In terms of getting electricity hooked up to one’s business, Jokowi said it would now take four procedures to subscribe to a new grid, and it will take around 25 days to complete. This is a decrease from the previous five procedures over an 80-day period.

For businesses in Indonesia looking to import and export goods, the president explained that the government is reducing the time in port from 4.5 days to a maximum of three days.

“Cross-border trading, which was previously done offline, can now be done online with a way to send a notification of when goods are exported and imported. In addition, there will be a limit for keeping goods at the harbour for a maximum of three days,” said the president. Overall, the new move by the Indonesian government is meant to help SMEs cut down on red tape that might otherwise prevent them from starting up.

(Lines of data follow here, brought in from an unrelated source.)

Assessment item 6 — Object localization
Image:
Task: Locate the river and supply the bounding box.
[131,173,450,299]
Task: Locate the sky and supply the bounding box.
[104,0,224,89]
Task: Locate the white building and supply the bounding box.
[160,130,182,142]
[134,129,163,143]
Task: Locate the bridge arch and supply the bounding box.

Although in theory the content of the stimulus package is good for SMEs, a great deal of uncertainty looms about its effective implementation in Indonesia. The archipelago is notorious for widespread discrepancies between government planning and actual execution.

Enny Sri Hartati, director of the nation’s Institute for Development of Economics and Finance, echoes this viewpoint in an interview with Indonesia Expat.

“This is a good move by the government. I believe this will help the SMEs and economic growth in Indonesia. But something that becomes my concern is the consistency of the government and how they plan to fully implement this regulation. For example, the first point is reducing the procedures from 12 to seven, then cutting the duration it takes [to incorporate] from 47 down to ten days, and finally [lowering] the cost to Rp.2.7 million (US$200) when starting a business,” explains Hartati. “In real life, will this implementation be consistent or not? It’s hard to say.”

William Suryawijaya, an investment analyst at Jakarta-based financial consulting firm Asjaya Indosurya Securities agrees to a certain extent. He says, “If this new regulation can be done consistently, of course this will attract the investors toward doing business in Indonesia.” It’s true this reform will take time to be fully implemented, “but at least right now we have a guide of where Indonesia’s economy will go,” Suryawijaya tells Indonesia Expat.

According to Franky Sibarani, chairman of the Indonesia Investment Coordination Board, implementation of the first 11 economic stimulus packages is nearly complete. “A few regulations have taken longer to implement, but right now we have reached 94 percent [completion],” Sibarani recently told reporters.